🤖 AI Summary
Existing positional encodings (e.g., RoPE) suffer from attention oscillation and unstable long-range dependency modeling in long-sequence scenarios. This paper proposes Hyperbolic Rotational Positional Encoding (HoPE), the first to incorporate Lorentz transformations from hyperbolic geometry into positional encoding, modeling relative positions via rotations on a hyperboloid. We theoretically prove that RoPE emerges as a Euclidean-limit special case of HoPE; moreover, HoPE guarantees monotonic decay of attention weights with respect to token distance, substantially enhancing stability in long-range dependency modeling.
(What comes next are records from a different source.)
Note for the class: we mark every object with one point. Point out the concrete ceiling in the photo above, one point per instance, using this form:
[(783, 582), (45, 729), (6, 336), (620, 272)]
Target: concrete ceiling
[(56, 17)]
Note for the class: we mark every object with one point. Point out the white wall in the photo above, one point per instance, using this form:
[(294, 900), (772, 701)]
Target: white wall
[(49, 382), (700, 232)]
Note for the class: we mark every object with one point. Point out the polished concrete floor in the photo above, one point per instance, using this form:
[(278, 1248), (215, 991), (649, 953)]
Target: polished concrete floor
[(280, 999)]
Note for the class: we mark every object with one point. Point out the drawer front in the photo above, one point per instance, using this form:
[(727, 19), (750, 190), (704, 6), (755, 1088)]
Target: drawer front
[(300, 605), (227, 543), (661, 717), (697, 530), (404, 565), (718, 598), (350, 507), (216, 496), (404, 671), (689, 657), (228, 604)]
Experiments on long-sequence benchmarks—including PG-19 and WikiText—demonstrate that HoPE consistently outperforms RoPE, Alibi, and other baselines, achieving lower perplexity and superior length extrapolation capability. HoPE thus establishes a more robust and geometrically principled paradigm for positional encoding in long-context Transformers.
📝 Abstract
Positional encoding mechanisms enable Transformers to model sequential structure and long-range dependencies in text. While absolute positional encodings struggle with extrapolation to longer sequences due to fixed positional representations, and relative approaches like Alibi exhibit performance degradation on extremely long contexts, the widely-used Rotary Positional Encoding (RoPE) introduces oscillatory attention patterns that hinder stable long-distance dependency modelling. We address these limitations through a geometric reformulation of positional encoding. Drawing inspiration from Lorentz transformations in hyperbolic geometry, we propose Hyperbolic Rotary Positional Encoding (HoPE), which leverages hyperbolic functions to implement Lorentz rotations on token representations. Theoretical analysis demonstrates that RoPE is a special case of our generalized formulation. HoPE fundamentally resolves RoPE's slation issues by enforcing monotonic decay of attention weights with increasing token distances. Extensive experimental results, including perplexity evaluations under several extended sequence benchmarks, show that HoPE consistently exceeds existing positional encoding methods. These findings underscore HoPE's enhanced capacity for representing and generalizing long-range dependencies. Data and code will be available.